Aus diesen Mitteln sind aber alle Pflichtaufgaben der Gemeinde, wie der Brand- und Katastrophenschutz, der Betrieb der Kindertagesstätte, Straßen- und Gewässerunterhaltung, Zinsen für die aufgenommenen Kredite, die gesamte Verwaltungstätigkeit für Sollstedt und Rehungen u.v.m. zu bestreiten, hinzu kommen Ausgaben für sog. freiwillige Aufgaben, wozu die Betreuung unserer Jugendlichen und Senioren ebenso zählt wie die Unterstützung von Vereinen, die wir aber trotz der Deklaration als „freiwillig“ im Interesse unseres Gemeinwohls für unabdingbar halten. Zu dieser Auffassung kamen jedenfalls übereinstimmend die Mitglieder des Haupt- und Finanzausschusses, die am Abend des 16.08.2006 zu ihrer nunmehr dritten außerordentlichen Sitzung seit Bekanntgabe der Schließungsabsichten am 13.07.2006 zusammentraten.

Die vorgelegten Zahlen zum Weiterbetrieb reichen für eine Entscheidungsfindung nicht aus, so dass die Service GmbH mit Schreiben von heute um Konkretisierung gebeten wurde. Erforderlicher kurz-, mittel- und langfristiger Investitionsbedarf soll gar erst nach einer Objektbegehung, die am 09.08.2006 stattfand, nunmehr ermittelt werden, was uns um so mehr erstaunte, als bereits im Juli im Kreisausschuss entsprechende Summen in der Größenordnung von insgesamt mindestens 200.000 Euro genannt wurden und für die Begründung der Schließungsabsicht herhalten mussten.
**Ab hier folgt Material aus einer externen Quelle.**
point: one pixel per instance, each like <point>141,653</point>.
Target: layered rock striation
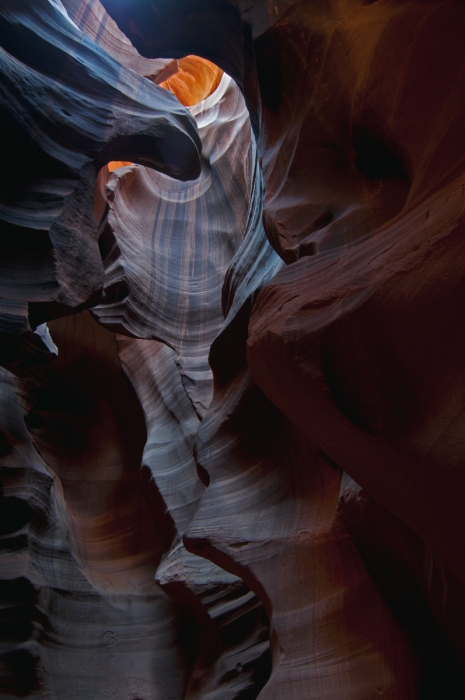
<point>231,398</point>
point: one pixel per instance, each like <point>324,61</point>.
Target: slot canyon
<point>232,350</point>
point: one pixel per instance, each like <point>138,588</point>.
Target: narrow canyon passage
<point>231,350</point>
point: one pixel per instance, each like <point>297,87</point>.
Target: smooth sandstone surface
<point>231,397</point>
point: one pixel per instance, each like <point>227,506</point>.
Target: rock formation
<point>231,392</point>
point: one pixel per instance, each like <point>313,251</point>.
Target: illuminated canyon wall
<point>232,383</point>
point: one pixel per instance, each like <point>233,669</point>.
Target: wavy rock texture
<point>192,231</point>
<point>67,109</point>
<point>358,341</point>
<point>242,475</point>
Zahlreiche Anfragen, die die Gemeindeverwaltung Sollstedt in den letzten Tagen von Bürgerinnen und Bürgern sowie Einrichtungen in der Region erreichten, belegen eindrucksvoll, dass ein erheblicher Informationsbedarf besteht, der durch uns aber in keiner Weise befriedigt werden kann, weil wir derzeit gleichermaßen „im Dunkeln tappen“. Bleibt für alle die bittere Erkenntnis, dass möglicherweise die Schwimmhalle Sollstedt ein Bauernopfer der seit Jahren verfehlten Finanzpolitik des Landkreises wird, denn bei einem Fehlbetrag von 10 Millionen Euro schon zum Ende des Jahres 2005 sind die durch die Schließung ggf. jährlich zu sparenden 50.000 Euro nicht mehr als der berühmte Tropfen auf dem heißen Stein. In unserer Region geht aber damit ein gutes Stück Lebensqualität den Bach hinunter!

Wir wollen das, so die einhellige Auffassung auch im Haupt- und Finanzausschuss, nicht so einfach hinnehmen.